On Thursday, former Alaska Governor and Republican vice presidential nominee Sarah Palin said it was "so disappointing" that ESPN would reject an ad from a Catholic hospital that mentioned "God" and "Jesus" because the network found those words to be problematic. 

"ESPN, you've come a long way, baby... from your known wholesome, bold Americana 'persona' to now being afraid to support freedom and not being bold enough to allow acknowledgement of the 'Reason for the Season,'" Palin wrote on her Facebook page on Thursday. "So disappointing. Well, I hope you guys catch and enjoy the Christmas spirit anyway!"

ESPN reportedly rejected a Christmas commercial from a Catholic hospital in St. Louis (Cardinal Glennon Children's Medical Center) because the sports network found the words "God" and "Jesus" to be "problematic" in the ad. 

Palin referenced the Breitbart Sports report that noted the rejected commercial mentions that thousands of people in the community send "messages of hope to sick and injured children who may not be able to come home for the holidays."

"At... Cardinal Glennon Children's Medical Center, we celebrate the birth of Jesus and the season of giving, bringing hope to the many children, parents, and families that we serve," an announcer says in the ad before mentioning that the hospital's patients are "filled with hope" because they receive daily messages from the "treasure chest" beneath its "tree of hope."

The ad concludes by asking viewers to "help us reveal God's healing presence this Christmas.

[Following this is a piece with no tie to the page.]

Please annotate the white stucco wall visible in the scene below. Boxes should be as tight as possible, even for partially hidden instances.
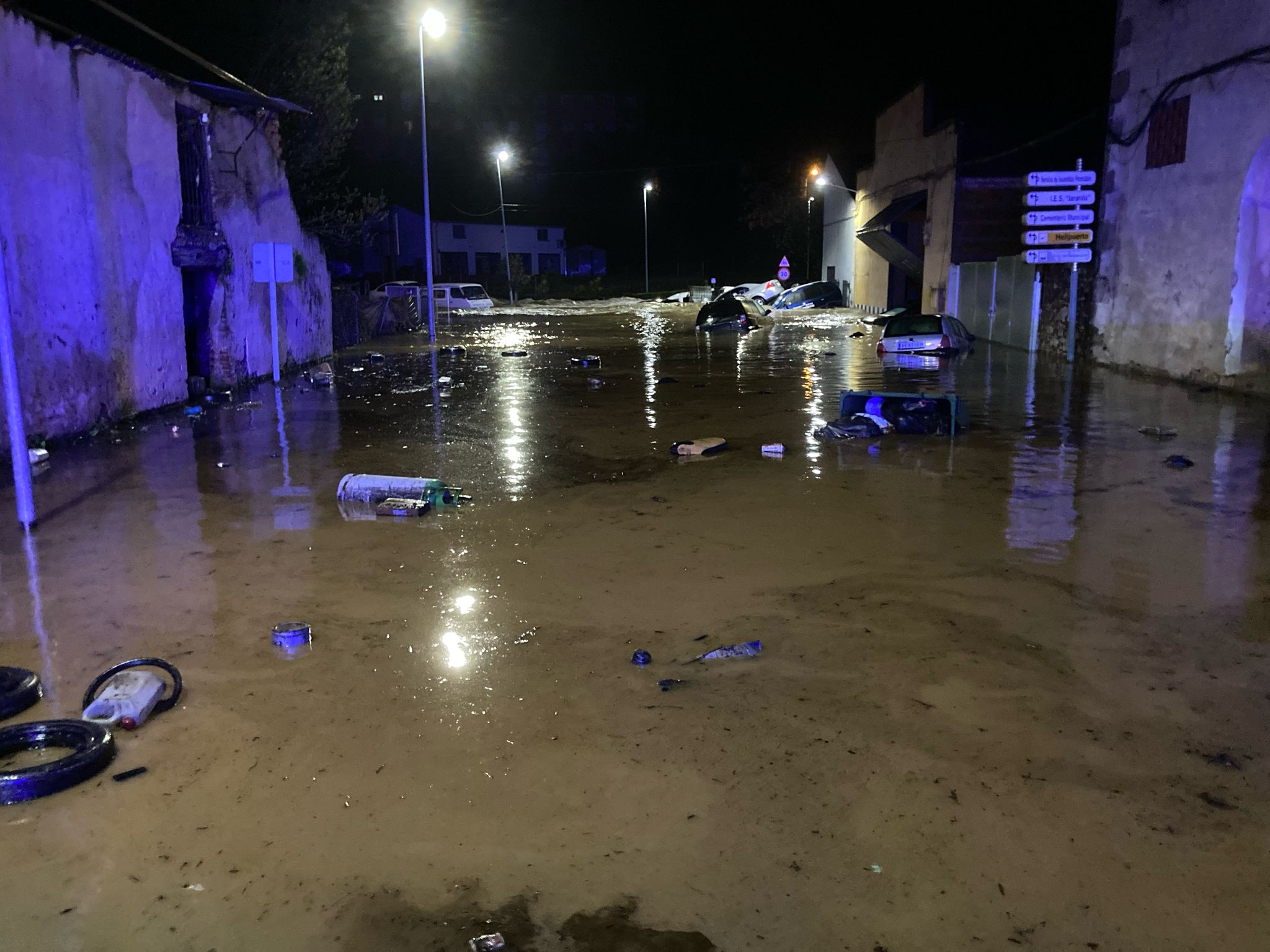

Send your message of hope at Glennon.org." ESPN reportedly found "we celebrate the birth of Jesus" and "help us reveal God's healing presence this Christmas" to be "problematic."

Bill O'Reilly, the host of Fox News' O'Reilly Factor, first reported that ESPN had rejected the ad on his program on Wednesday.

Palin, a former sportscaster who had aspirations of being a pioneer in that field when ESPN over three decades ago, named her daughter "Bristol" in part because "Bristol" is where ESPN's headquarters are located in Connecticut. Like Palin, a majority of Americans, often celebrates the Christmas holiday with her family with ESPN on in the background. Doug Napier of the Alliance Defending Freedom wondered on Wednesday on Fox News why ESPN would want to "marginalize" Americans, especially sports fans like Palin who has always successfully used sports to cut through the culture, who watch ESPN. 

ESPN's rejection of Catholic hospital ad is yet another example of the "War on Christmas" that Palin, in her blockbuster best-seller, Good Tidings and Great Joy: Protecting the Heart of Christmas, said was the "tip of the spear" in a larger battle to fundamentally transform America and erode the country of its exceptionalism.